3b. If you choose a date/time explicitly, there'll also be a checkbox saying "show on reading page".
4. API changes. These are intended to be backward-compatible, and to not break functionality if the same client is used for LJ and DW. The changes are actually in the behaviour on the server end. So, when a post is made using a third-party client:
4a. if no date-time is provided by the client, post with the current time as if "Immediately" were selected.

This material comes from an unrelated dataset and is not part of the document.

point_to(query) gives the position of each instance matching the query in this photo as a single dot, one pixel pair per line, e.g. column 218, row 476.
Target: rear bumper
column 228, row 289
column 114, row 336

4b. if that date-time given is within 24 hours of current time, behaviour is as if time were selected explicitly on the posting page and "show on reading page" were selected.
4c. if the date-time is further distant (1970, etc), behaviour is as if time were selected explicitly and "show on reading page" were NOT selected.
4d. if the client provides an explicit "show on reading page" flag, then that overrides the previous points.
4e. not actually an API issue, but a related point: all these settings should of course be stored and should be editable via editjournal afterwards.
5. Remove the behaviour in the Create Entry page that blocks you from posting if you have posts out of order. Replace it with a warning that mentions that you appear to have posts out of order, and links so you can edit them if desired, but don't make it compulsory.
no subject
no subject
no subject
no subject
no subject
no subject
Too, I very much don't want the default behavior to be "set the time to whenever I finish the entry".
5 on its own seems like it could work, I suppose...
no subject
auuuuuuugh no no no no no no
(There is a very large group of people, myself included, who want entries to post at the time you OPENED the posting tab, even if it was open for three days.)
I don't actually know if we can keep backwards compatability if we do what you specify; the posts-out-of-order thing is a protocol warning, not part of the site's frontend. I am not sure if changing it would break clients.
Also, yeah, I really don't want to know what time so-and-so wrote/posted the entry in *my* timezone, I want to know what time they wrote/posted the entry in *their* timezone. I don't think I'm the only one. That's going to require at least two additional settings. :(
no subject
*gets the BIKESHED EVEN SPLIT pompoms ready*no subject
If nothing else of this entire suggestion gets implemented, I would still want to see 3b. It frustrates me amazingly that a post cannot show up in reading pages only because I want it timestamped mere hours or even just minutes earlier than an existing post.